Polymorphic malware and the rise of new ‘moving target’ defensive security
An old security technology that has gotten little attention is finally ready for a new closeup.
It goes by the name polymorphic code — or alternatively, automated moving target defense or AMTD — and it has been around for nearly a decade. It came into its own around 2017 when was popularized by both malware writers and defenders.
And once again, security professionals are playing another cat-and-mouse game, but this time the stakes are a lot higher thanks to better tools on both sides.
On the malware side, the term describes code that can adapt to conditions and change its behavior to try to avoid detection. It cuts across a wide swath of computing circumstances, including the ability to attack runtime memory, file systems, credentials, virtual machines, workloads, containers and network connections.
An example is the After-Shock-3PC malware that targeted a number of media websites. It frequently switched its active code to spoof online payment systems, in the process trying to appear as if it belonged on the computers that it infected. It was even partially successful.
But what is good for the malware goose is also good for defensive security ganders. For example, Morphisec Ltd. is focusing exclusively on polymorphic defensive methods to protect against the evolving threats. Think of its approach as a better mousetrap, so that a potential attacker will have trouble entering a network and finding a vulnerable endpoint.
The company has been in business for eight years, raising $50 million in several funding rounds and protecting 5,000 organizations and 9 million endpoints. Its defenses combine several methods, including:
- Use application-based actions such as recompiling code or changing memory locations of executables.
- Apply similar techniques to the file system, system recovery, credentials, registry, COM objects, and other system resources.
- Blocking hacking tools such as CobaltStrike and Metasploit specifically.
Other security providers claim to incorporate polymorphic methods as well, mostly as one of several tools used for better malware detection. These include products for endpoint protection,such as Malwarebyte Inc.’s Anti-Exploit feature, zero-trust network access such as Cloudbrink Inc., web app protection, email security gateways and intrusion detection products such as Zscaler Inc.’s Data Protection.
There have been several acquisitions of note as well: In 2019, F5 Networks Inc. bought Shape Security in 2020 and has incorporated Shape’s technology into its Distributed Cloud Bot Defense. Two early polymorphic defenders have moved on: CyActive disappeared when it was purchased by PayPal, although this merger could be considered a testimonial for the importance of polymorphic defenses in e-commerce. Another early player was Polyverse, which still claims to use the technology, but its has refocused its efforts on other cybersecurity offerings.
Earlier this year, Gartner Inc.’s Lawrence Pingree wrote an analysis of polymorphism. Pingree said it’s “an emerging game-changing technology … and significantly can enhance the effectiveness and value of other security solutions.”

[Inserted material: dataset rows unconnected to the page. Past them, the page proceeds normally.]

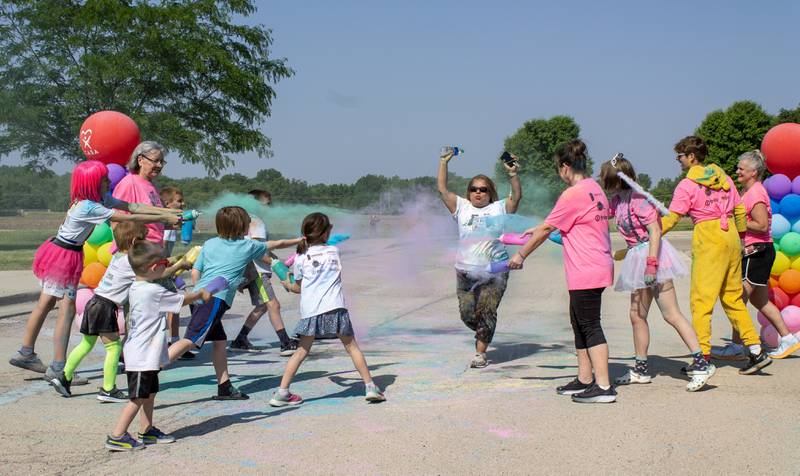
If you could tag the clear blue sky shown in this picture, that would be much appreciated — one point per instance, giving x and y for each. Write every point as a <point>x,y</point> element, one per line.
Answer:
<point>380,86</point>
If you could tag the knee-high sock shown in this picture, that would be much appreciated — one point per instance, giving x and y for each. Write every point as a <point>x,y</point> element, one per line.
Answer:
<point>77,354</point>
<point>113,350</point>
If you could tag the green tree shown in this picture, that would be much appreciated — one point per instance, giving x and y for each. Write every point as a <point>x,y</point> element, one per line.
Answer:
<point>535,143</point>
<point>734,131</point>
<point>189,75</point>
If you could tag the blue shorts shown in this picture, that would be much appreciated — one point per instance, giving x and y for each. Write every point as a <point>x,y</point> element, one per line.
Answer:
<point>206,322</point>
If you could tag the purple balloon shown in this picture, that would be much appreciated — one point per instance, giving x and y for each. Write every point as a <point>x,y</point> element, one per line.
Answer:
<point>778,186</point>
<point>115,173</point>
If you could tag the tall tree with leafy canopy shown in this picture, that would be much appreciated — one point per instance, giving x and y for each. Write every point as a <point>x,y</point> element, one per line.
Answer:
<point>191,76</point>
<point>733,131</point>
<point>535,143</point>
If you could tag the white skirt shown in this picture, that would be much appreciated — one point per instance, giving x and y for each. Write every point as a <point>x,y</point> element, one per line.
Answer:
<point>631,276</point>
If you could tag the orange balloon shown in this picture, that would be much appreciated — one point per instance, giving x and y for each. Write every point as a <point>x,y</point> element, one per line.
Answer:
<point>93,273</point>
<point>789,281</point>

Gartner recommends pairing polymorphism with various automated detection techniques and predicts that within two years, a quarter of all cloud apps will have these technologies built in. “This technique can be effective at thwarting the execution of common software vulnerabilities and exposures.” The report describes an interesting future ahead for defensive technology and the ways in which pervasive polymorphism can become across numerous security products in the coming years.
A brief history of polymorphic malware
The first piece of polymorphic malware can be traced to 1990 with Ralf Burger’s Chameleon. By 2019, Webroot’s annual threat assessment reported that almost all malware it has seen had demonstrated polymorphic properties.

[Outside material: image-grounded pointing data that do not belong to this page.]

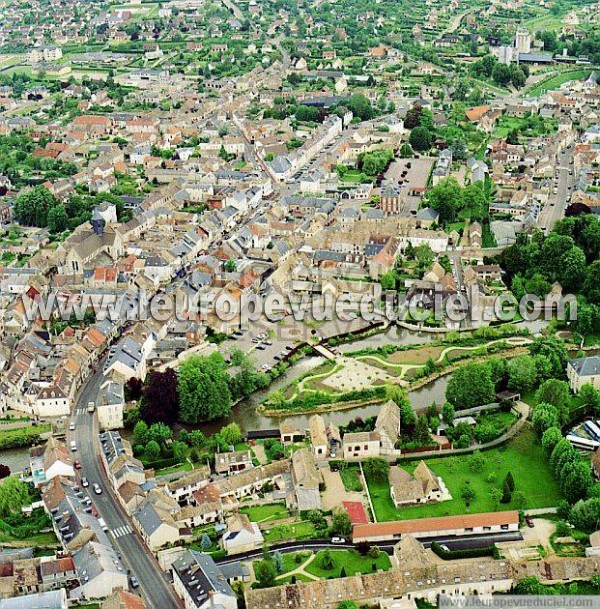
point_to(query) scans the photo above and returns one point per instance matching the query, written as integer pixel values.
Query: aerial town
(299, 303)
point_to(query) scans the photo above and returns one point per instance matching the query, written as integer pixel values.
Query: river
(244, 413)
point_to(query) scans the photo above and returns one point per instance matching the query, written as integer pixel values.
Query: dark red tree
(161, 398)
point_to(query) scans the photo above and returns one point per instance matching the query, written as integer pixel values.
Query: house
(234, 461)
(155, 525)
(422, 487)
(110, 404)
(318, 436)
(241, 535)
(56, 599)
(387, 426)
(465, 524)
(49, 462)
(123, 600)
(584, 371)
(306, 480)
(199, 582)
(100, 571)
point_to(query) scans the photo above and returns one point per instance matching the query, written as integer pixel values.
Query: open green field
(271, 511)
(352, 562)
(556, 81)
(523, 457)
(284, 532)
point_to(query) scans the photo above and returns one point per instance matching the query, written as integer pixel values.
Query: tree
(341, 524)
(140, 433)
(420, 139)
(585, 515)
(14, 494)
(550, 438)
(161, 397)
(591, 396)
(152, 450)
(360, 106)
(265, 572)
(406, 151)
(327, 561)
(470, 386)
(576, 481)
(446, 198)
(501, 74)
(424, 256)
(468, 494)
(231, 434)
(58, 220)
(205, 542)
(203, 386)
(522, 373)
(448, 413)
(31, 208)
(376, 468)
(160, 433)
(278, 559)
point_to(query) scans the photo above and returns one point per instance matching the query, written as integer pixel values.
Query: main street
(554, 209)
(155, 588)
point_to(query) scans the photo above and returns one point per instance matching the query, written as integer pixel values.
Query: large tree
(161, 398)
(470, 386)
(204, 393)
(32, 207)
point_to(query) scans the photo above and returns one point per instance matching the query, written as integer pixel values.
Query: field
(556, 81)
(352, 562)
(261, 513)
(523, 457)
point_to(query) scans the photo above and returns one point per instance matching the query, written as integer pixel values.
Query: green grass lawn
(352, 562)
(350, 479)
(523, 457)
(556, 81)
(284, 532)
(271, 511)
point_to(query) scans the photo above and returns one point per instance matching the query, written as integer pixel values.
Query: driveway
(335, 492)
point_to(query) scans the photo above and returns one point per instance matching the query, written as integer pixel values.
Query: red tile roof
(356, 511)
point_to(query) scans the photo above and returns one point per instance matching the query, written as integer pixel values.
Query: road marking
(122, 531)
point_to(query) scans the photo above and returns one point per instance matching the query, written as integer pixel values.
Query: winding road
(154, 585)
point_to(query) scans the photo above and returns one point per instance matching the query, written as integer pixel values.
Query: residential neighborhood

It became popular because criminals can purchase malware construction kits that include this feature, such as the kits that have produced the Cobalt Strike, Fallout and Orcus malware families. Indeed, it could be argued that it’s so frequently found in malware that most attack descriptions don’t even call it out specifically.
Polymorphic malware scrambles its actions, such as using different memory structures, making the malware harder to locate by threat hunters (pictured, adjacent). “Cybercriminals arm their malware with polymorphism, obfuscation, encryption and self-modification to evade detection and maintain unpredictability,” product marketing director Oren Dvoskin wrote on Morphisec’s blog last year. These tactics give attackers an advantage over legacy security technology’s reliance on static analysis, signatures, file reputation and anomaly detection methods.
The attackers have a further advantage, thanks to artificial intelligence. New research from GitGuardian has uncovered how “ChatGPT can be prompted to generate dynamic, mutating versions of malicious code at each call, making the resulting vulnerability exploits difficult to detect by cybersecurity tools,” CSOonline wrote in covering the story. The researchers put together a proof-of-concept demonstrating the premise.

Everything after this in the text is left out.